Costs of resistance and/or induction of immune defence also are expected to relate to the age of the host. Damselflies have two distinct adult stages, newly emerged (within 24 h of emergence) and reproductively mature . Newly emerged damselflies must allocate resources to cuticular hardening as well as contend with parasites and pathogens. Enzyme pathways used in the production of melanin for immune defence are similar to those used in cuticular hardening [23, 32]. Thus optimal investment in immunity may be limited by the maturation process. Further, based on observations from four previous years, newly emerged damselflies are expected to experience frequent and longer bouts of inclement weather (see methods). In comparison, reproductively mature adults have to contend with costs of reproduction as well as costs of defence if responding to challenge by parasites and/or pathogens. However, mature adults are expected to be most active later in the season when weather conditions should be more favourable (see methods). For another damselfly Lestes virdis, differences in immune parameters between newly emerged and mature damselflies were found and explained as age-related differences in life-history trade-offs . The cost of immune induction also may be age-dependent reflecting the optimal patterns of energy allocation during maturation. For example, sex differences in immunity were evident for mature Scathophaga stercaria flies; however, this sex difference was not found for newly emerged flies . This inconsistency between mature and newly emerged flies was explained as a result of sex-specific physiological requirements that were age-dependent.

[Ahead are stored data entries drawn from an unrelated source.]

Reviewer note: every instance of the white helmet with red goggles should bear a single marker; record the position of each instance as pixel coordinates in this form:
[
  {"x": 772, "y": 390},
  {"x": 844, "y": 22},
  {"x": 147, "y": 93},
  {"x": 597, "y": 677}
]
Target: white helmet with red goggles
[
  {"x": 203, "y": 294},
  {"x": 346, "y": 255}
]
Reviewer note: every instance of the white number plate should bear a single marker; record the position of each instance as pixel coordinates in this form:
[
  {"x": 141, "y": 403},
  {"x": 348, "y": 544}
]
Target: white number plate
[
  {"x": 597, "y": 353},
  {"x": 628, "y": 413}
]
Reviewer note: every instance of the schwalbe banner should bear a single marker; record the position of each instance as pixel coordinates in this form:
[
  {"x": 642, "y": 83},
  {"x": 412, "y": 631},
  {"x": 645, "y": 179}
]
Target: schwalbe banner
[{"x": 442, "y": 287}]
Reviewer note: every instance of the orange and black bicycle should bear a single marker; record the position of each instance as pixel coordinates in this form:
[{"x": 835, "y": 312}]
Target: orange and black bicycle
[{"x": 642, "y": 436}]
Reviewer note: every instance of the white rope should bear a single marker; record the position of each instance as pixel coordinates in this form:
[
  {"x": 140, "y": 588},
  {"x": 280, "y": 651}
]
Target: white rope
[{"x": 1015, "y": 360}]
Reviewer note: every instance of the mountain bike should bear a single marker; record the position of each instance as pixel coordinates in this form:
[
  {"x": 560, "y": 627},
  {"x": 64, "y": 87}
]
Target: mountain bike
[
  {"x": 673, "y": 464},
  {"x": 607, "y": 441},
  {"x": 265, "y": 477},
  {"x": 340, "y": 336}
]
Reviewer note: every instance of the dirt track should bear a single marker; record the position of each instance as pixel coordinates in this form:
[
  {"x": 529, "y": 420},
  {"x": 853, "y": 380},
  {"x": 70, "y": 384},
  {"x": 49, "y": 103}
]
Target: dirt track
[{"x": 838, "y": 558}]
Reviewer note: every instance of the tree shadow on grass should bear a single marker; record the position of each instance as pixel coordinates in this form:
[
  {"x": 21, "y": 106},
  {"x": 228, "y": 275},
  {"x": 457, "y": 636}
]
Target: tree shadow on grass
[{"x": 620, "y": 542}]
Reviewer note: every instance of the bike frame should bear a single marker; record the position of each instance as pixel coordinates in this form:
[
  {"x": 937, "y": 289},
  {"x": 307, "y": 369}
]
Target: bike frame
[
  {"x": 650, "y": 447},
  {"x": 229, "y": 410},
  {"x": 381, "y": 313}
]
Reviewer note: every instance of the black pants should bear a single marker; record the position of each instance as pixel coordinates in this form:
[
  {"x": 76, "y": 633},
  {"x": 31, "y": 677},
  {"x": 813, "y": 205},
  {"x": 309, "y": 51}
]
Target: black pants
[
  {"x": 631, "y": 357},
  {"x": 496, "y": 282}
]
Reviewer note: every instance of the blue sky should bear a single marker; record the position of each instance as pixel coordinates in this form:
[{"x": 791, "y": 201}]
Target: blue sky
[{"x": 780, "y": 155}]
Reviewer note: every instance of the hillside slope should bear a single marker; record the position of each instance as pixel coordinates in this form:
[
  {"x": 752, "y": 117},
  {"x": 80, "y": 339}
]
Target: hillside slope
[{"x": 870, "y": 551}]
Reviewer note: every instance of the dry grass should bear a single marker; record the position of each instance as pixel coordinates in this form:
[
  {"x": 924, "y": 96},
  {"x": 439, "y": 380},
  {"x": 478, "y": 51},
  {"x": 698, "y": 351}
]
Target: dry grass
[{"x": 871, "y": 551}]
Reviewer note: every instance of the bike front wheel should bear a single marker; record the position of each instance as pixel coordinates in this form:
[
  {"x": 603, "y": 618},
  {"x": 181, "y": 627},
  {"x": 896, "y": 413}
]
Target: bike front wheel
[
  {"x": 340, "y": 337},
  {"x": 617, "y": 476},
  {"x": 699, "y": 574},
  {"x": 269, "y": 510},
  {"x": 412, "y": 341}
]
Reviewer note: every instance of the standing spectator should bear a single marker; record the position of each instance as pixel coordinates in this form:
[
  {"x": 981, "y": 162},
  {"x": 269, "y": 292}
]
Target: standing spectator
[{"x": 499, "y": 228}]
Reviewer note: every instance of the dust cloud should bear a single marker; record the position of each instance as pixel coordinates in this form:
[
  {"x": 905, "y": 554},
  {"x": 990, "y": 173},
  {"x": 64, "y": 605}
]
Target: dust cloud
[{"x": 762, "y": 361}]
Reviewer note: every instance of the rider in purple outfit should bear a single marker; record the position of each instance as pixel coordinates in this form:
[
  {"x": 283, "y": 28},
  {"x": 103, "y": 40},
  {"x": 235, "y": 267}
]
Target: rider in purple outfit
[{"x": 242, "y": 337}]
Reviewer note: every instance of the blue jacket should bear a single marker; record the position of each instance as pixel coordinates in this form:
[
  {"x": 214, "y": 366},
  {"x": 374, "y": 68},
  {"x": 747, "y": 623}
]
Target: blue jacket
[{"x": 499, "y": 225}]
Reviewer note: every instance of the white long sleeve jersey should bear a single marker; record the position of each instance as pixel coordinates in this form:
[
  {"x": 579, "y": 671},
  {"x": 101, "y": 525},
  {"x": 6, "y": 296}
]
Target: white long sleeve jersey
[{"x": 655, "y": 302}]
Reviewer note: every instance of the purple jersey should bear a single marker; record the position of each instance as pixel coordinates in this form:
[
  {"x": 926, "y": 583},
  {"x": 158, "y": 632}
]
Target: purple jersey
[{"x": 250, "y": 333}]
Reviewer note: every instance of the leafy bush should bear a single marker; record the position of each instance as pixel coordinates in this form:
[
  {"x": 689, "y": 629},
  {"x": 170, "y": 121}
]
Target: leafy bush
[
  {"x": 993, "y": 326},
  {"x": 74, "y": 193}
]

As part of our main objective, we specifically compared E. boreale males and females of newly emerged and reproductively mature adults as we suspected both age and the sex would influence the type and magnitude of immune expression and subsequent costs of immune induction. Multiple measures of immunity ensured identification of differences in the specific immune trait expressed between males and females within each age category. Survivorship, as a measure of cost of resistance mediated by immune induction, was assessed for control and experimental individuals, which were either newly emerged or reproductively mature males or females.